As the number of epochs increases, the model quickly converges, with the diagnosis accuracy reaching its peak as early as the fourth iteration. Due to differences in the number of fault types in the smart grid and the power communication network, the difficulty of fault diagnosis varies. As a result, the diagnosis accuracy for the power communication network is higher, fluctuating around 84%. In contrast, the diagnosis accuracy for the smart grid converges to 73%.
The performance of the MAML algorithm was assessed through a comparative analysis with a CNN model that was not equipped with MAML. The training results are depicted in
Figure 9. It is clear that both smart grid and power communication networks experienced varying degrees of reduced diagnosis accuracy. The diagnosis accuracy of the smart grid decreased from the original 73% to 68%, and that of the power communication network dropped from the initial 84% to 66%.
In the simulation experiments for the smart grid, we sampled electrical quantities at different fault occurrences, processed them into grayscale samples, and modified system parameters such as frequencies and voltages to simulate the source and target domains. The dataset for the power communication network includes fault state matrices containing topological relationships and fault information. The disparities in topological relationships between the source and target domains necessitate the model to possess superior transferability. As a result, in the comparison between CNN and MAML, the diagnosis accuracy improvement for the power communication network was more pronounced than that of the smart grid.
6.3. Contribution of Data Fusion
The data processed by the DF model is a form of multi-modal heterogeneous data, comprising 10 fault types for the smart grid and five fault types for the power communication network. If converted into one-dimensional labels, the number of fault categories would increase to 50, which could adversely affect the model’s classification performance. Therefore, we chose to independently train networks for these two label categories. This approach allows for a more comprehensive utilization of the dataset and yields superior classification results. However, it is worth noting that training the same dataset twice requires more time.

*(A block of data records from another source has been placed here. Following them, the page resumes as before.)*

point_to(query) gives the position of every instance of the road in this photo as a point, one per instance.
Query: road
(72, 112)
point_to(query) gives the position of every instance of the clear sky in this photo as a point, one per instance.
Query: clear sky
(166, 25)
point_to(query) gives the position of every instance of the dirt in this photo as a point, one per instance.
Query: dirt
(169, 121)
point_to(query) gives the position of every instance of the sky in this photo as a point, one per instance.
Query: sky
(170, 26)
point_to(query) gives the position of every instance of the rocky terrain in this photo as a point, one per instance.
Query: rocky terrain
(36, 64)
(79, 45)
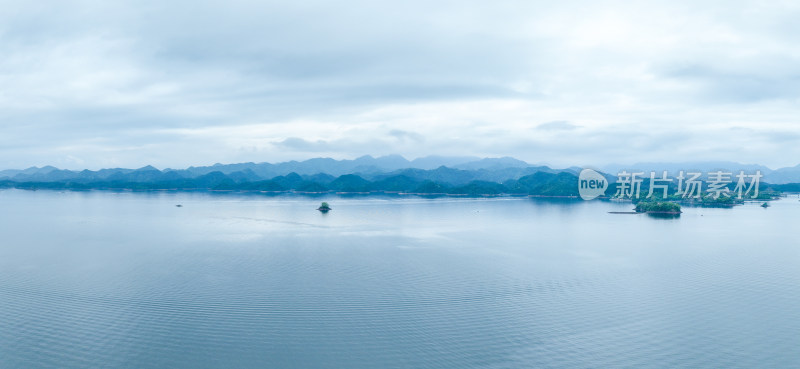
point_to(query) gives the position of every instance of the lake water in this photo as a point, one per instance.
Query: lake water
(129, 280)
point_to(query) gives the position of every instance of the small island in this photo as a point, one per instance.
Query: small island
(654, 207)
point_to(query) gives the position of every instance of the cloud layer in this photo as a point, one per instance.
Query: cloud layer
(87, 84)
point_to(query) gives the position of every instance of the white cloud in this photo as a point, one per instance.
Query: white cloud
(91, 84)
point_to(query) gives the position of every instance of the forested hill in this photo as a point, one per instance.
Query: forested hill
(443, 180)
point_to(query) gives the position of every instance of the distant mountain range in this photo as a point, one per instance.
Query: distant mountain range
(433, 174)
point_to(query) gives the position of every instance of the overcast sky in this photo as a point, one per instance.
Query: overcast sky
(91, 84)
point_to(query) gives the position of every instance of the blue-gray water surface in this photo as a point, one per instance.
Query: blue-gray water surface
(128, 280)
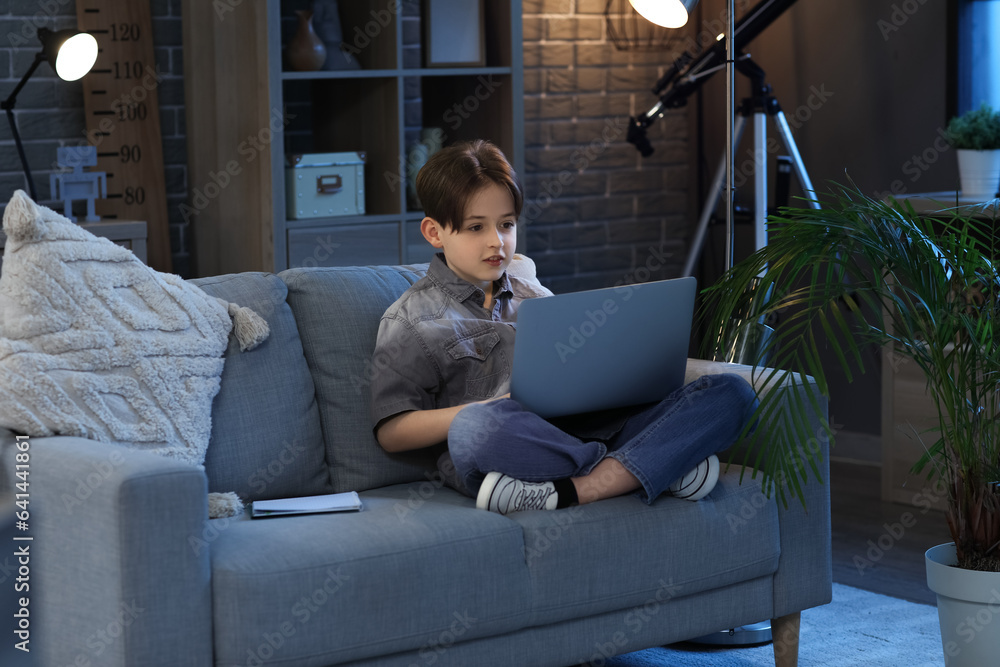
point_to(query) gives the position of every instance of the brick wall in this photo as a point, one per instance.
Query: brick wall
(49, 111)
(597, 213)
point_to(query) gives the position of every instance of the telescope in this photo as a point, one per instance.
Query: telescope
(688, 72)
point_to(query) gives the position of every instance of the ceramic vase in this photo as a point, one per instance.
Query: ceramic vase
(306, 51)
(968, 609)
(980, 173)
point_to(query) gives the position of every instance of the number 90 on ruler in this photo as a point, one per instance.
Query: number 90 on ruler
(123, 120)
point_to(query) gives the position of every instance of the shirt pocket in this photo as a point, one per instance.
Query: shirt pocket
(481, 358)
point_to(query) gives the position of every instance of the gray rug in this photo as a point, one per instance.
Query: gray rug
(857, 628)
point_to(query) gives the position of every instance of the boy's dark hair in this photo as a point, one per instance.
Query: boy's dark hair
(455, 174)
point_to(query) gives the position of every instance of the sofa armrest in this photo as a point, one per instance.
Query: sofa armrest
(119, 574)
(804, 577)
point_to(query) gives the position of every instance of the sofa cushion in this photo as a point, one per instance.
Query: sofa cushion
(338, 312)
(331, 588)
(266, 439)
(686, 547)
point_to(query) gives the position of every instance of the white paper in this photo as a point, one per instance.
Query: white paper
(331, 502)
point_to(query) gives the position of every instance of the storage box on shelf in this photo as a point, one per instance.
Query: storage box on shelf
(247, 112)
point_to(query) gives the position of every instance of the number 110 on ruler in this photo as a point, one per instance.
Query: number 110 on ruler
(123, 118)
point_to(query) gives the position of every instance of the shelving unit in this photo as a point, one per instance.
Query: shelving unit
(246, 114)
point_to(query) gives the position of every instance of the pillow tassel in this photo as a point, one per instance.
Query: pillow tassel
(224, 505)
(250, 328)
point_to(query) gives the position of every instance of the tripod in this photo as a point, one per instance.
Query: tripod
(760, 105)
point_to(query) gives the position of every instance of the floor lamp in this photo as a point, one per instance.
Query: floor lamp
(71, 54)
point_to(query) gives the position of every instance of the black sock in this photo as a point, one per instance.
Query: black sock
(565, 493)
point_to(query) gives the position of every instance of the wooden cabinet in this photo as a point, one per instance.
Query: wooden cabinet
(908, 411)
(246, 112)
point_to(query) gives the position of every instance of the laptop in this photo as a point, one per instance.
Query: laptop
(601, 349)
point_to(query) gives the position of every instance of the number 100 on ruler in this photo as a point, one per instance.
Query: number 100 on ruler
(123, 118)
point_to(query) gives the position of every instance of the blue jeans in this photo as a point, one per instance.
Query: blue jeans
(658, 444)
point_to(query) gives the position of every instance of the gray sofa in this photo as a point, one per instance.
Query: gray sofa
(127, 569)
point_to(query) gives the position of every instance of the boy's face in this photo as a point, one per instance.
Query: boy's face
(480, 249)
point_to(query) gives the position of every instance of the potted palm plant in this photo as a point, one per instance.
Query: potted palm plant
(860, 271)
(976, 138)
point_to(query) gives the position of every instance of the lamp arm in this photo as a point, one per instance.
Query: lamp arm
(8, 106)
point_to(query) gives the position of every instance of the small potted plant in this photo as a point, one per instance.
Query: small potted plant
(976, 138)
(860, 271)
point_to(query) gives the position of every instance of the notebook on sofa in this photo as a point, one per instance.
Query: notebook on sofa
(601, 349)
(348, 501)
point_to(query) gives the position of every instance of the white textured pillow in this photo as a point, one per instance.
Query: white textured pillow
(96, 344)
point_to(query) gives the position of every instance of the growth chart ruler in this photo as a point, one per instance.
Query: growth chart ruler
(123, 118)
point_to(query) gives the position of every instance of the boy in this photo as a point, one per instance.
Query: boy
(453, 331)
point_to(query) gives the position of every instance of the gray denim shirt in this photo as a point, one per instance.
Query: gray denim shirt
(438, 347)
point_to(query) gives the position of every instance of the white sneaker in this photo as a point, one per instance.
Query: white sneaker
(503, 494)
(699, 482)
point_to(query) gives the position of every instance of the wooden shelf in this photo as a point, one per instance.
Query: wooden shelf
(245, 113)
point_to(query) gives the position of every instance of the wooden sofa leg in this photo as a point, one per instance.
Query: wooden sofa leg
(785, 634)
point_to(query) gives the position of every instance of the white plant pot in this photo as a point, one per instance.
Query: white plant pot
(968, 609)
(980, 173)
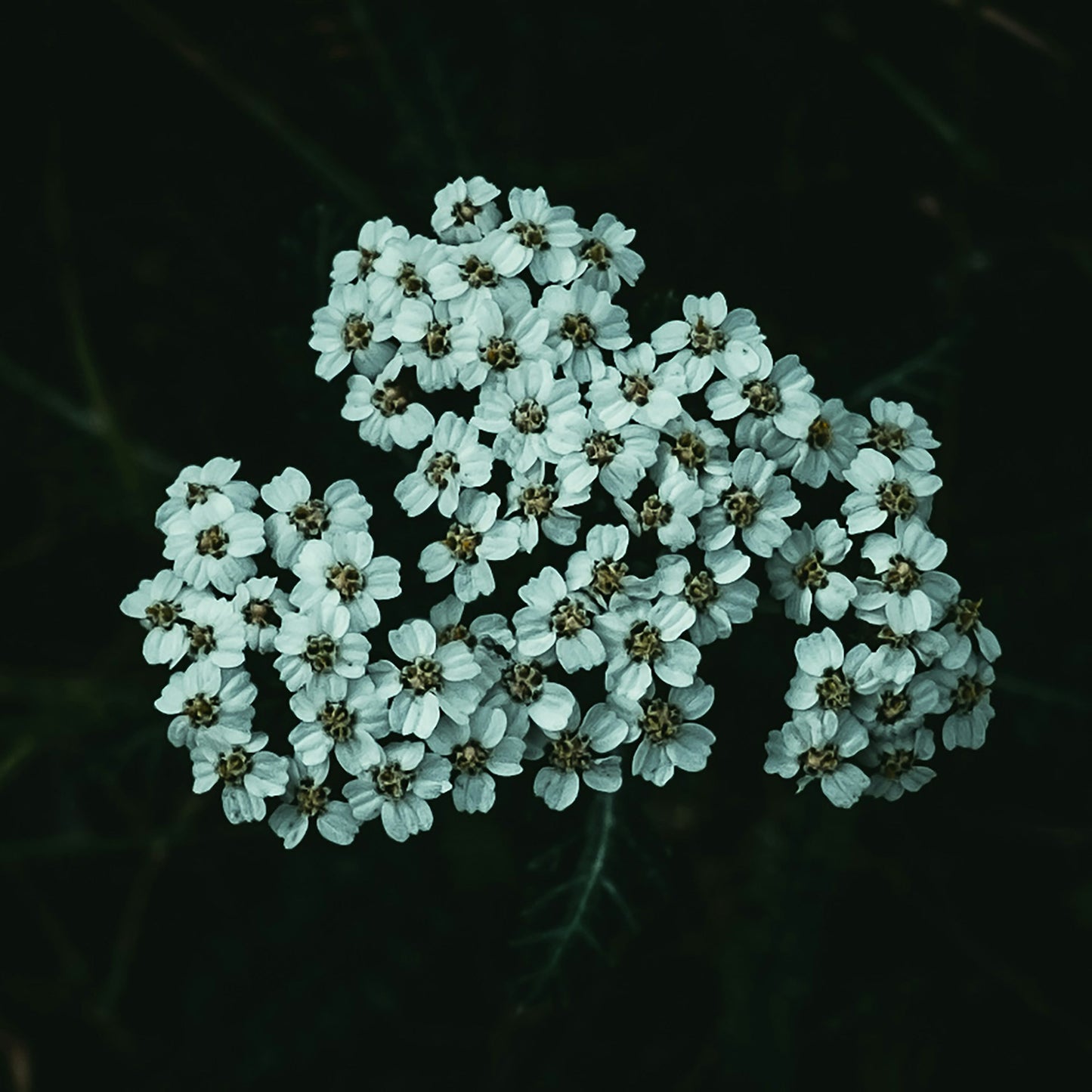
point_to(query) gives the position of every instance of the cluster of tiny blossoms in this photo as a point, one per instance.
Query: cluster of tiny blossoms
(497, 352)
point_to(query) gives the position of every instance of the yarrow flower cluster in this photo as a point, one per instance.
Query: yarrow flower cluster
(652, 480)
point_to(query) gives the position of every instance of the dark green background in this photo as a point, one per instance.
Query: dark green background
(899, 191)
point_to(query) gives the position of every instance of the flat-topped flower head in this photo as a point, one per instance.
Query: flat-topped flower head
(351, 329)
(815, 745)
(399, 787)
(578, 753)
(605, 255)
(643, 639)
(466, 210)
(549, 235)
(827, 449)
(827, 676)
(356, 264)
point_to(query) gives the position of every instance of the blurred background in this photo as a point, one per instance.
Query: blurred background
(901, 194)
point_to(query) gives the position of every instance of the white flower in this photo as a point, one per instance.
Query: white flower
(699, 446)
(605, 257)
(828, 676)
(402, 271)
(549, 235)
(314, 642)
(388, 410)
(437, 679)
(506, 339)
(800, 572)
(583, 322)
(308, 799)
(617, 458)
(756, 501)
(670, 736)
(967, 692)
(478, 750)
(213, 543)
(828, 449)
(196, 484)
(351, 330)
(896, 709)
(208, 706)
(248, 775)
(342, 568)
(475, 539)
(399, 789)
(215, 631)
(557, 620)
(454, 459)
(601, 571)
(539, 503)
(911, 595)
(816, 744)
(636, 389)
(159, 605)
(435, 344)
(527, 690)
(886, 488)
(344, 716)
(299, 515)
(476, 273)
(571, 757)
(903, 432)
(642, 638)
(899, 763)
(781, 402)
(673, 498)
(709, 336)
(466, 210)
(719, 593)
(356, 264)
(534, 415)
(261, 605)
(964, 621)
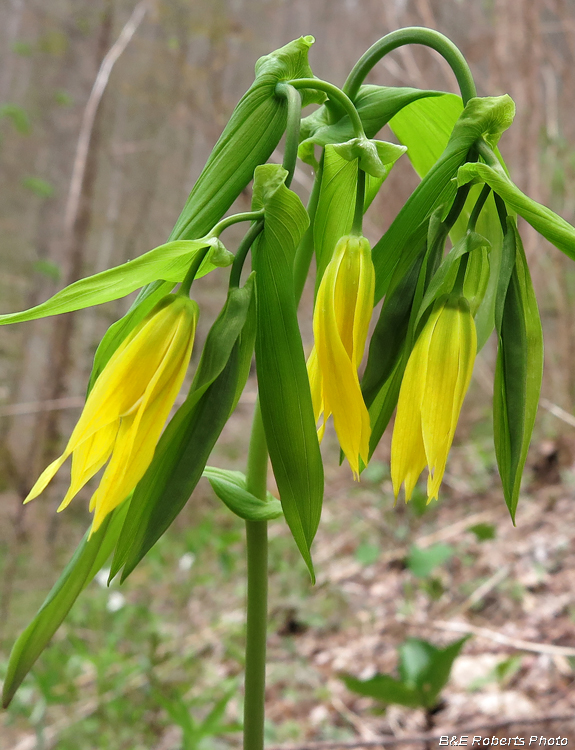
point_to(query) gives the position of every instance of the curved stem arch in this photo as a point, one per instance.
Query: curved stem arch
(413, 35)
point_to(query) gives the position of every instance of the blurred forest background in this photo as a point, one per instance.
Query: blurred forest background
(119, 674)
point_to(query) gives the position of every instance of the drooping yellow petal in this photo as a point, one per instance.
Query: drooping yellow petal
(334, 334)
(316, 388)
(437, 412)
(364, 302)
(140, 431)
(464, 333)
(126, 410)
(46, 477)
(408, 457)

After processing the feature-layer data with the DF model, we trained the fused data, which is based on Algorithm 2, and obtained model accuracy results based on various DF strategies. As shown in
Figure 10 and
Figure 11, both fusion approaches have improved diagnosis accuracy, but the extent of improvement varies. For the smart grid, using the CP decomposition scheme resulted in an increase of approximately 3% in accuracy, while the DF tensor scheme led to an improvement of around 6%. In the case of the power communication network, the CP decomposition approach raised accuracy by about 3%, while the DF tensor approach boosted it by approximately 8%. This demonstrates that, whether for the smart grid or the power communication network, the DF tensor scheme is superior.
Fused multi-modal data provide the model with additional information for decision-making, consequently enhancing diagnosis accuracy. CP decomposition addresses redundancy issues in the input space by reducing dimensions but can result in information loss. In contrast, the DF tensor retains all the original data’s information and exhibits superior diagnosis accuracy.